Three dimensional rotation of equations.

Question

I have a set of equations that describe a wire in (100) direction.

I want to rotate the wire such that it's in the direction (111).

My initial plan (which failed) was to use Euler coordinates and first apply a rotation $R_y(\pi/4)$ and then $R_z(\pi/4)$

where the rotation matrices are defined as follows:

$$\begin{alignat}{1} R_x(\theta) &= \begin{bmatrix} 1 & 0 & 0 \\ 0 & \cos \theta & -\sin \theta \\[3pt] 0 & \sin \theta & \cos \theta \\[3pt] \end{bmatrix} \\[6pt] R_y(\theta) &= \begin{bmatrix} \cos \theta & 0 & \sin \theta \\[3pt] 0 & 1 & 0 \\[3pt] -\sin \theta & 0 & \cos \theta \\ \end{bmatrix} \\[6pt] R_z(\theta) &= \begin{bmatrix} \cos \theta & -\sin \theta & 0 \\[3pt] \sin \theta & \cos \theta & 0\\[3pt] 0 & 0 & 1\\ \end{bmatrix} \end{alignat}$$

If I now peform the operation $R_z(\pi/4) R_y(\pi/4) [x, y, z]^T=\left[\begin{matrix}0.5 x - 0.5 y + 0.5\sqrt{2} z\\0.5\sqrt{2} x + 0.5\sqrt{2} y\\- 0.5 x + 0.5 y + 0.5\sqrt{2} z\end{matrix}\right]$

and fill in $[x,y,z]=[1,0,0]$ I get $\left[\begin{matrix}0.5 \\0.5\sqrt{2} \\- 0.5 \end{matrix}\right]$, while I want $\left[\begin{matrix}1/\sqrt{3} \\1/\sqrt{3} \\1/\sqrt{3} \end{matrix}\right]$.

What in my reasoning is incorrect, and how can I solve it?

Answer 1

I suggest a solution which consists in defining the rotation as an orthogonal transformation that preserves orientation in $\mathbb{R}^3$. We denote by $e_1=(1,0,0)^T, e_2=(0,1, 0)^T, e_3=(0,0,1)^T$ the standard basis in $\mathbb{R}^3$. Now we construct a new orthonormal basis $(u_1, u_2, u_3)$, where $u_1=\dfrac{1}{\sqrt{3}}(1,1,1)^T$ is the unit vector associated to $v=(1,1,1)^T$. The orthogonal complement of $v$ is defined as $v^\perp=\{w=(x,y,z)^T\:|\: w\perp v \Leftrightarrow v^Tw=0 \Leftrightarrow x+y+z=0\}$. The subspace $v^\perp$ is 2-dimensional.
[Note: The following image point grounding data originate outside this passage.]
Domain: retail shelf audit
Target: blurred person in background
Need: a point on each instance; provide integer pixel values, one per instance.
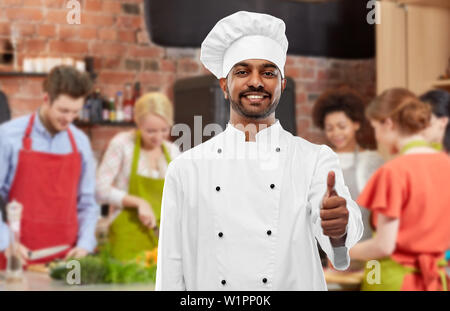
(47, 165)
(408, 197)
(438, 133)
(340, 114)
(131, 177)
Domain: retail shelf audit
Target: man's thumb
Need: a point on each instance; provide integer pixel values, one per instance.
(331, 180)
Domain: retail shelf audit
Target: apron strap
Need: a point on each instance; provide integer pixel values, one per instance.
(166, 153)
(26, 140)
(137, 150)
(72, 141)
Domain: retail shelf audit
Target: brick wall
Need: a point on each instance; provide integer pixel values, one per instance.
(114, 33)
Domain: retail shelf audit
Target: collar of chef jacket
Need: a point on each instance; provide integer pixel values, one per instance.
(264, 149)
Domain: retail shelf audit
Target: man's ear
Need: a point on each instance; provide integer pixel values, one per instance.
(444, 122)
(283, 84)
(223, 86)
(46, 98)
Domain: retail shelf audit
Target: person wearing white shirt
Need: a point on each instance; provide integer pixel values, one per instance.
(243, 210)
(340, 114)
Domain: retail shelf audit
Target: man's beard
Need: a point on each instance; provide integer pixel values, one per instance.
(239, 108)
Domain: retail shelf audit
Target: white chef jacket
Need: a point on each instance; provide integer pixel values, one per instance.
(240, 215)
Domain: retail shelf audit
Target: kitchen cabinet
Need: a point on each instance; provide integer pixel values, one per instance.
(412, 44)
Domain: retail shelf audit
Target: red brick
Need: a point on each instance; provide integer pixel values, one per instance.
(167, 66)
(57, 16)
(152, 78)
(127, 36)
(116, 77)
(93, 5)
(113, 7)
(25, 105)
(110, 63)
(46, 30)
(32, 88)
(69, 47)
(6, 3)
(60, 4)
(25, 29)
(148, 52)
(25, 14)
(88, 33)
(35, 45)
(31, 3)
(108, 49)
(292, 72)
(10, 87)
(97, 19)
(107, 34)
(69, 32)
(129, 21)
(142, 37)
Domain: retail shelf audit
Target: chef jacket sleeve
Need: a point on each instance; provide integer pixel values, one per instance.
(4, 235)
(169, 273)
(328, 161)
(88, 209)
(6, 153)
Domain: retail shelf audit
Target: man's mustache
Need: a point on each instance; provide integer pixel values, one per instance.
(254, 90)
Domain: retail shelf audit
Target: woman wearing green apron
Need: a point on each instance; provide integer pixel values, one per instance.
(131, 177)
(408, 198)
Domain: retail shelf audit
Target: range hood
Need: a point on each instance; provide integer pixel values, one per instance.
(328, 28)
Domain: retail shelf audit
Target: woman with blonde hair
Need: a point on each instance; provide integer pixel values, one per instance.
(131, 177)
(408, 197)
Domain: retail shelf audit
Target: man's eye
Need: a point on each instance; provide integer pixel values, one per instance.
(269, 74)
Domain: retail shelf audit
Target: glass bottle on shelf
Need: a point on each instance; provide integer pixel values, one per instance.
(96, 107)
(112, 110)
(128, 103)
(119, 106)
(87, 109)
(14, 268)
(136, 92)
(105, 110)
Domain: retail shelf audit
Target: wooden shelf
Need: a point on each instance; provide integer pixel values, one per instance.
(104, 123)
(31, 74)
(438, 3)
(22, 74)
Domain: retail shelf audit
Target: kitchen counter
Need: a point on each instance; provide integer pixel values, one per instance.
(38, 281)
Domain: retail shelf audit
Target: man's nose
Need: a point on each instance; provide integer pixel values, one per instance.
(255, 80)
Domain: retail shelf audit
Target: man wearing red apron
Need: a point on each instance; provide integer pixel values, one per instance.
(47, 165)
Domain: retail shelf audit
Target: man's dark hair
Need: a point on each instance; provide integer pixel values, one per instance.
(66, 80)
(440, 107)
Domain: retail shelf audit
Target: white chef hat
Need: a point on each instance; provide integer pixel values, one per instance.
(244, 35)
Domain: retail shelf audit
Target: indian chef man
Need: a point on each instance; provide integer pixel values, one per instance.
(243, 210)
(47, 165)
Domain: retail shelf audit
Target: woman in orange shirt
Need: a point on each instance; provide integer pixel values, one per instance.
(409, 200)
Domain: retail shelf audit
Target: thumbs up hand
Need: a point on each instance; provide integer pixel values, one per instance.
(334, 213)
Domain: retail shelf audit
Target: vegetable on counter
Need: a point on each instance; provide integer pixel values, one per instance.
(102, 268)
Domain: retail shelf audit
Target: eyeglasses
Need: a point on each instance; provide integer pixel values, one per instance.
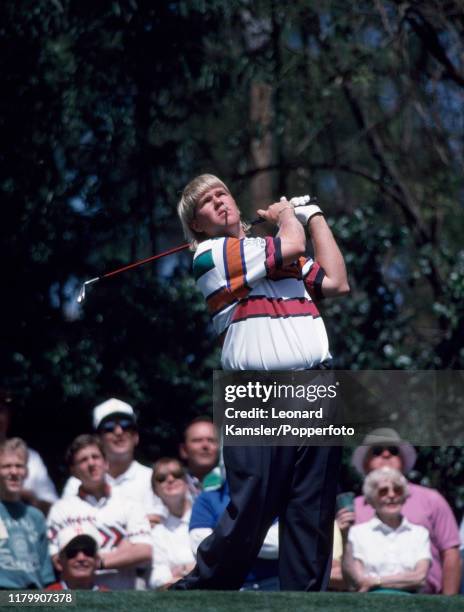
(110, 426)
(378, 450)
(174, 473)
(89, 551)
(397, 490)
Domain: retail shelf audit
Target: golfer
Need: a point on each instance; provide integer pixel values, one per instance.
(261, 295)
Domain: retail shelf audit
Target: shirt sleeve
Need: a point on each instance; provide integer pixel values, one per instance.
(202, 515)
(197, 536)
(270, 547)
(423, 545)
(161, 568)
(54, 524)
(244, 262)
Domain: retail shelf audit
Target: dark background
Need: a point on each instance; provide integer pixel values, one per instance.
(108, 108)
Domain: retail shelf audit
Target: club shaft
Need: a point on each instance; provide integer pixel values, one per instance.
(181, 247)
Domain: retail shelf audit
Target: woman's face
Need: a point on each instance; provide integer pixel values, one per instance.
(169, 481)
(389, 498)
We choose a vector $w=(-1,1,0)^T$ in this subspace and denote by $u_2=\dfrac{1}{\sqrt{2}}(-1,1,0)^T$ its unit vector. The cross product $u_1\times u_2:=u_3=\dfrac{1}{\sqrt{6}}(-1,-1, 2)^T$ is a unit vector in $v^\perp$, and by construction the orthonormal basis $(u_1, u_2, u_3)$ is positively oriented. Thus the linear map $R:\mathbb{R}^3\to\mathbb{R}^3$ such that $R(e_k)=u_k$, $k=1,2,3$, is the required rotation. Its matrix with respect to the standard basis is the matrix $A$ having as columns the vectors $R(e_1), R(e_2), R(e_3)$: $$A=\left[\begin{array}{rrr}\dfrac{1}{\sqrt{3}}&-\dfrac{1}{\sqrt{2}}&-\dfrac{1}{\sqrt{6}}\\\dfrac{1}{\sqrt{3}}&\dfrac{1}{\sqrt{2}}&-\dfrac{1}{\sqrt{6}}\\\dfrac{1}{\sqrt{3}}&0&\dfrac{2}{\sqrt{6}}\end{array}\right]$$ $R$ associates to each vector $s=(x,y,z)^T$, the vector $$R(s)=A\left[\begin{array}{c}x\\y\\z\end{array}\right]$$

Answer 2

One problem is that the angle between the $z$-axis and the vector $(1,1,1)$ is not $\frac\pi4.$

An alternative way to do such a rotation is to decide where you want the images of all three basis vectors to be, and form your rotation matrix directly from that information.

In this case you want the image of $(1,0,0)^T$ to be $e'_1 = \left(\frac1{\sqrt3},\frac1{\sqrt3},\frac1{\sqrt3}\right)^T,$ so choose two suitable vectors (orthogonal to this vector and to each other) to be the images of $(0,1,0)^T$ and $(0,0,1)^T$. Based on the Euler-angle rotation you had in mind, it looks like the preferred image of $(0,1,0)^T$ would be $e'_2 = \left(-\frac1{\sqrt2},\frac1{\sqrt2},0\right)^T.$ The image of the $z$-axis in your preferred coordinate system then is the cross-product of the other two vectors, $e'_3 = e'_1 \times e'_2.$

Once you have decided on the new basis vectors, simply use them as the columns of your transformation matrix: $$ M_T = \begin{pmatrix} e'_1 & e'_2 & e'_3 \end{pmatrix}.$$ (This is a $3\times3$ matrix after expanding $e'_1,$ $e'_2,$ and $e'_3$.) It is easy to confirm that this matrix transforms the vectors $(1,0,0)^T$, $(0,1,0)^T$, and $(0,0,1)^T$ to the desired vectors.

Answer 3

A simple way is to rotate unit vector initially along x-axis in a standard spherical coordinate system in two rotations :

$ \theta = \pi/4 ,\phi = tan^{-1} \frac{1}{\sqrt{2}}. $